Sep. 28—Santa Fe's backlog of financial audits has had ripple effects for organizations tied to the city government.
An accountant with one of them, the Santa Fe Solid Waste Management Agency, told board members at a meeting last week she is preparing to miss the December deadline to submit its audit for fiscal year 2023 to the State Auditor's Office as she also scrambles to complete the report for 2022.
City Councilor Michael Garcia, who serves on the agency's board, says the revelation raises further concerns about whether this means the city also will fail to meet the state's deadline for what would be the fifth consecutive year.
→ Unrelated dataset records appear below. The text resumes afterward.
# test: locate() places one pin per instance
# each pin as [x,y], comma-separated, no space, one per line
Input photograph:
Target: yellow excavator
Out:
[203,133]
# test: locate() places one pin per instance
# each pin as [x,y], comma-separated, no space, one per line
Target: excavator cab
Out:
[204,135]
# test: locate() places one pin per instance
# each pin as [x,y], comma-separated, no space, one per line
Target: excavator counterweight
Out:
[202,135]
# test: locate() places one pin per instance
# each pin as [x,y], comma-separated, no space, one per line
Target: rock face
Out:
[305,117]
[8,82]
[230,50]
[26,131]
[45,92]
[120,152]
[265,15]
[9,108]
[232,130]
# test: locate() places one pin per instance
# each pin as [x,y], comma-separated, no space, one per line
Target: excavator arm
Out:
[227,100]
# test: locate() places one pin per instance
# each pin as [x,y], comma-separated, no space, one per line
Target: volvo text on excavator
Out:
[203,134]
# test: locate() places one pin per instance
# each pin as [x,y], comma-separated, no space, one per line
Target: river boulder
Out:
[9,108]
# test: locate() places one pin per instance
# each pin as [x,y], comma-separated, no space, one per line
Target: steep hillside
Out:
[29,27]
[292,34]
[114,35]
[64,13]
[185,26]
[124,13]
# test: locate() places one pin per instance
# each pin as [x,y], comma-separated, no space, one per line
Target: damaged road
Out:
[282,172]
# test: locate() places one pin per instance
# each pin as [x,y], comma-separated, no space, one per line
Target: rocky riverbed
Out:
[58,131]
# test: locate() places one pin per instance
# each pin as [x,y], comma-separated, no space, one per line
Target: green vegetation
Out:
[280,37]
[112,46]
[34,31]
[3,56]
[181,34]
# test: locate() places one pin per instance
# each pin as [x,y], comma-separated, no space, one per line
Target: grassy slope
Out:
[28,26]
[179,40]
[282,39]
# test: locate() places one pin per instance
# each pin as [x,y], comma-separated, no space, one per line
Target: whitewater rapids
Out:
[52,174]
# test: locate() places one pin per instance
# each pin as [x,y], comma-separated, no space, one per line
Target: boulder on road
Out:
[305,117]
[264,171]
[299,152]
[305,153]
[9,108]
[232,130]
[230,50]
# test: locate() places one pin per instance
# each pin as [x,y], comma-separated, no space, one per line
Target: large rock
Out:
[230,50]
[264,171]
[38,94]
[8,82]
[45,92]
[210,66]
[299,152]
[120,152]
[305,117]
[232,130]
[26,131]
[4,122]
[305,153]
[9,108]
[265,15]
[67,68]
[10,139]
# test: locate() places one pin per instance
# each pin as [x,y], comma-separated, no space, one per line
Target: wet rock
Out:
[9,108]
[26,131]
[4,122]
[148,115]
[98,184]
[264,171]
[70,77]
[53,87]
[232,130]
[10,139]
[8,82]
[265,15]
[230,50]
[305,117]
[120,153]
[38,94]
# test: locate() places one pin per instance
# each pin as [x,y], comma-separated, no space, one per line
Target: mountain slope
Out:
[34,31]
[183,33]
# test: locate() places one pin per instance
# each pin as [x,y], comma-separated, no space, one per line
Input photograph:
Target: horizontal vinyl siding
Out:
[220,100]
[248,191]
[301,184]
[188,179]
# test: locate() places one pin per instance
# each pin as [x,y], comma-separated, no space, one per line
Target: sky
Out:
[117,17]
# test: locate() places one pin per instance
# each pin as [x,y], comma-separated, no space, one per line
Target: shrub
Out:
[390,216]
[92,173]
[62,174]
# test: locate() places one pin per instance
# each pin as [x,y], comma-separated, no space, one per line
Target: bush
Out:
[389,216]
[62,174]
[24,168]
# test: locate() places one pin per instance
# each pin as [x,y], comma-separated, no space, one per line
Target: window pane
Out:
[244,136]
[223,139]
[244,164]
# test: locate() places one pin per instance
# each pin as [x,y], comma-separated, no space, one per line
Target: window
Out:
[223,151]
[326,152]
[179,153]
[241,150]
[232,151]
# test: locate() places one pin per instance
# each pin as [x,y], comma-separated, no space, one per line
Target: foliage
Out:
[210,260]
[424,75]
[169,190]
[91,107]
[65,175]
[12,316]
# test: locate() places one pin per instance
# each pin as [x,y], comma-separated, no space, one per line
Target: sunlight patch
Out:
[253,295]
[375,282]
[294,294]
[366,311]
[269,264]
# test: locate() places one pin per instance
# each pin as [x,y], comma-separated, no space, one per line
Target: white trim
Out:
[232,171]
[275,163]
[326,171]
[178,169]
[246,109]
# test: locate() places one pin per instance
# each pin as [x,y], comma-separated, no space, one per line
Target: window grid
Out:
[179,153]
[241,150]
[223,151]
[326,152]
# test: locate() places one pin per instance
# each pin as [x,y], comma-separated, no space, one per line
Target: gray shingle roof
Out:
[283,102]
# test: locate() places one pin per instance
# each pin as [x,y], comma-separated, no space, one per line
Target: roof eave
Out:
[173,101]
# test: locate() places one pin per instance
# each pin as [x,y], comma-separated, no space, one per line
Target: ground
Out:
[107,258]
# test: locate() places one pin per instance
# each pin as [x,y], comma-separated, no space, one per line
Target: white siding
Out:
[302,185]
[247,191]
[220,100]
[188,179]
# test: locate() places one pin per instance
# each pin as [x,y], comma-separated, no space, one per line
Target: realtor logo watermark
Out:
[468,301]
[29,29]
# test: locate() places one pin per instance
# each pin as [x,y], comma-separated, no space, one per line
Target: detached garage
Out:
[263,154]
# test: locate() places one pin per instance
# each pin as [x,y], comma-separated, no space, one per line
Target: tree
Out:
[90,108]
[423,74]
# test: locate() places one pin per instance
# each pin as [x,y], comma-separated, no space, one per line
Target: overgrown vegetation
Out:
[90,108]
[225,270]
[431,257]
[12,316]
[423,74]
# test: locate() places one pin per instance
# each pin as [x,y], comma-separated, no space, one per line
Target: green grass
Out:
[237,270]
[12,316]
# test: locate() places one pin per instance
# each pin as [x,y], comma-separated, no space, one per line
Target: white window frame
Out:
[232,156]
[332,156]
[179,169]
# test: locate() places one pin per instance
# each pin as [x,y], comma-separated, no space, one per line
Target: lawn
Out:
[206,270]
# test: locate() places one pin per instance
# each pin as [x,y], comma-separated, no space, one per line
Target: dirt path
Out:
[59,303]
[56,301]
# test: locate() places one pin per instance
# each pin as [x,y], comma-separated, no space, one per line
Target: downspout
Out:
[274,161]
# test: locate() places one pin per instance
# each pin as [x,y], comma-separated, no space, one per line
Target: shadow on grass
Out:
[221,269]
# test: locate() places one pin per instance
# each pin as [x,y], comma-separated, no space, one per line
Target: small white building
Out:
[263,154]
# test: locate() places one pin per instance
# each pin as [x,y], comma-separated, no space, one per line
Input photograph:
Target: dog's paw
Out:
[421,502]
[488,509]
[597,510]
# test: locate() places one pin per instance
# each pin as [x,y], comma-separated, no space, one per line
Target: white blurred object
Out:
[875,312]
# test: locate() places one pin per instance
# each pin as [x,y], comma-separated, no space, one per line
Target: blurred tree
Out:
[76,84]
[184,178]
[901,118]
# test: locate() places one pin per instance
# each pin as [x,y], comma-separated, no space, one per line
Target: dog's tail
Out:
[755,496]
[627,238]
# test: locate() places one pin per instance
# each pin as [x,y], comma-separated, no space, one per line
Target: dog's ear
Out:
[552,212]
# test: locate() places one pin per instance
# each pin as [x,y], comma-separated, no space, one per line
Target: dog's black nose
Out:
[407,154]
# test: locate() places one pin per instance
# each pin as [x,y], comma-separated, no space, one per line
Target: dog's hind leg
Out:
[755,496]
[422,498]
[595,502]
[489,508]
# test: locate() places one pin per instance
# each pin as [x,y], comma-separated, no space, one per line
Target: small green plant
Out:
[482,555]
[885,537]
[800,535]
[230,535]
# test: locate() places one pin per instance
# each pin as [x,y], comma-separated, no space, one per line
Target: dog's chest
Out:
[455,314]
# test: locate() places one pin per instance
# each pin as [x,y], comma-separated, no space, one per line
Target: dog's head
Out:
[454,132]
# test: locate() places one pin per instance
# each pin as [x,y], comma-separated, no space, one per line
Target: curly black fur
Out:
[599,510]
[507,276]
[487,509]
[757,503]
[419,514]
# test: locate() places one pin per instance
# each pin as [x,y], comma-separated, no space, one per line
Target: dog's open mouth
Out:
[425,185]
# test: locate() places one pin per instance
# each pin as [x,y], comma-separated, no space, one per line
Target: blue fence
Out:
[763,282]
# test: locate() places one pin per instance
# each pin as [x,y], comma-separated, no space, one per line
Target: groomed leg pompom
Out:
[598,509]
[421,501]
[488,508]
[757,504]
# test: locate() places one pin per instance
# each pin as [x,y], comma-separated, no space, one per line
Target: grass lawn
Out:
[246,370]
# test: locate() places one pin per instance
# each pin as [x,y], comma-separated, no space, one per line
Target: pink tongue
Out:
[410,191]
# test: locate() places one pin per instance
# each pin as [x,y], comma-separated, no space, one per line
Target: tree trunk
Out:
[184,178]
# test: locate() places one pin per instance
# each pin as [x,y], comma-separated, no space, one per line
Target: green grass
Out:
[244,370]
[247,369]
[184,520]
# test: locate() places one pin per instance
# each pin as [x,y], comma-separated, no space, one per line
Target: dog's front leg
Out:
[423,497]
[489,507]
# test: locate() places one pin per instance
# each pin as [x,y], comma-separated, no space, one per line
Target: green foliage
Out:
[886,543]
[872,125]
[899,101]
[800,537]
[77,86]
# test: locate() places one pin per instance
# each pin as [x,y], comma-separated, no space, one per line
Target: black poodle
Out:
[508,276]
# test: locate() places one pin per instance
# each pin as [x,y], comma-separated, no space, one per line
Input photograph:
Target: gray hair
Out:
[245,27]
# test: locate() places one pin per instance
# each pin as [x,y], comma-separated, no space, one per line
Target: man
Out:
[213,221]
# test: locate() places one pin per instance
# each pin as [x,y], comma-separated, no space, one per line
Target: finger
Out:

The city submitted its 2021 audit in June, more than 18 months past the due date, following monthslong delays filing audits for 2020 and 2019.
Garcia has pressed city officials to provide a clear target date for completing audits for fiscal years 2022, now more than nine months overdue, and 2023, due Dec. 15, but he has faced pushback.
Finance Director Emily Oster has declined to state a particular date for when she expects her department to have the financial reports completed. She and other officials have said they expect the city to turn in the 2022 audit on or before Dec. 4.
Garcia questioned whether that leaves enough turnaround time to meet the deadline 11 days later for the 2023 audit. "We owe it to the residents and the external stakeholders to be honest as to if we're going to meet that deadline date," he said.
City officials' lack of transparency about the audit delays, which are preventing the city from accessing state capital outlay, raised councilors' ire at a meeting Wednesday night. They questioned City Manager John Blair about his decision to withhold from them a letter from the state Department of Finance and Administration notifying the city it could not release millions of dollars in project funding until financial audit requirements were fulfilled.
Blair's answer: He wanted to prevent the letter from being released to the media and the public.
"There are reasons why people continue to say we aren't transparent and there's a lack of trust," Councilor Amanda Chavez said at the meeting.
The Solid Waste Management Agency and the Buckman Direct Diversion are both joint entities of the city and Santa Fe County and are required to complete their own audit reports as part of the city's yearly auditing process. Accounting firm Carr, Riggs & Ingram is working with both agencies as part of its contract with the city.